To avoid putting her mother in a difficult position, Acu made sure that her academic performance and school behavior were as positive as possible, avoiding the need for too much discussion.

An educational journey

As the Acu children grew older, the family moved 600 miles to the Turkish capital, Ankara, where the siblings had more opportunity to advance their educations. One by one, Acu and her brothers and sisters advanced through high school to become first-generation college students. Now, her two brothers and two sisters are physicians, one brother is a computer engineer, and one sister is an aesthetician.

For her part, Acu fell in love with mathematics. She pursued and obtained undergraduate and master’s degrees in the subject at Middle East Technical University, finding that geometry and topology interested her most.

Portrait Right

Acu Bahar is a board member of the USC Women in Math organization.

“In my senior year, I took lots of upper level pure mathematics courses, and I realized that geometry and topology was my best suit,” she said. “I was doing good, acing all my classes.”

When she applied for Ph.D. programs, she had narrowed her choices to those that could help her pursue research in those areas.

“I had two schools in my mind, and USC was one of them,” she said. “I got an offer from USC, and immediately I said, ‘I’m coming there.’”

It was the first time she had traveled internationally.

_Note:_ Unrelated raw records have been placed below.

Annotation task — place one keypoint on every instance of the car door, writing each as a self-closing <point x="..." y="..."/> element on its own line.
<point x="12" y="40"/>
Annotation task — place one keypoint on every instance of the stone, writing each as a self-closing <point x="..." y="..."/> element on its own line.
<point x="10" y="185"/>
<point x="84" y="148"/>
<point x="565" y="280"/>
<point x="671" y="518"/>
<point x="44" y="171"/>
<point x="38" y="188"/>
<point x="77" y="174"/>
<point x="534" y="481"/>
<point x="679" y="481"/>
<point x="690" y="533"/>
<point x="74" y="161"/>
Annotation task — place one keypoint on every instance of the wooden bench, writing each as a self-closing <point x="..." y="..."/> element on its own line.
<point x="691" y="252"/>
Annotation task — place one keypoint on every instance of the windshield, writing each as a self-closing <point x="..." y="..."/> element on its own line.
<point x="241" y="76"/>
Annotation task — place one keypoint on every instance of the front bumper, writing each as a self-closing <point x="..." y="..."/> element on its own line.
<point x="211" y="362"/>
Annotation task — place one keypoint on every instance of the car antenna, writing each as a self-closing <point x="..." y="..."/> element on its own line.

“I’ve never been anywhere other than Turkey before moving to L.A.,” she said. “It was hard at the beginning, but little by little, things got easier.”

Despite an unexpected setback — her adviser took a position at another university — Acu persisted. Now she’s become the first person in her family to receive a Ph.D.

Worldly perspective

With a unique understanding of the challenges women who pursue careers in mathematics may encounter, Acu is active in promoting women in the field. She is currently a member of the Association for Women in Mathematics, a nonprofit organization that encourages women and girls to study and have active careers in the mathematical sciences, and president of the organization’s USC student chapter. She is a board member of the USC Women in Math group, as well.

Acu has also volunteered to teach math to middle and high school children through the Camp Euclid math research camp, based in Athens, Georgia.

“That was a great experience,” she said. “The children learn how to ask questions and how to prove things in high school, which is something that I learned in college. It’s a great opportunity for them to touch mathematics — real mathematics — for the first time.”

Acu has found time to expand her horizons on a different front, as well, learning multiple languages.

“My Persian is intermediate, and I know intermediate German. And I speak Turkish and Kurdish,” she said. That’s in addition to English and, to some extent, Armenian.

With her Ph.D. earned, Acu has landed a faculty position at Northwestern University in Chicago, where she’ll be able to continue both exploring mathematical theories and helping others learn about them, two things that remain at the heart of her life’s work.

“I love research and I love teaching,” she said. “The goal is definitely to stay at a school where I can do both.”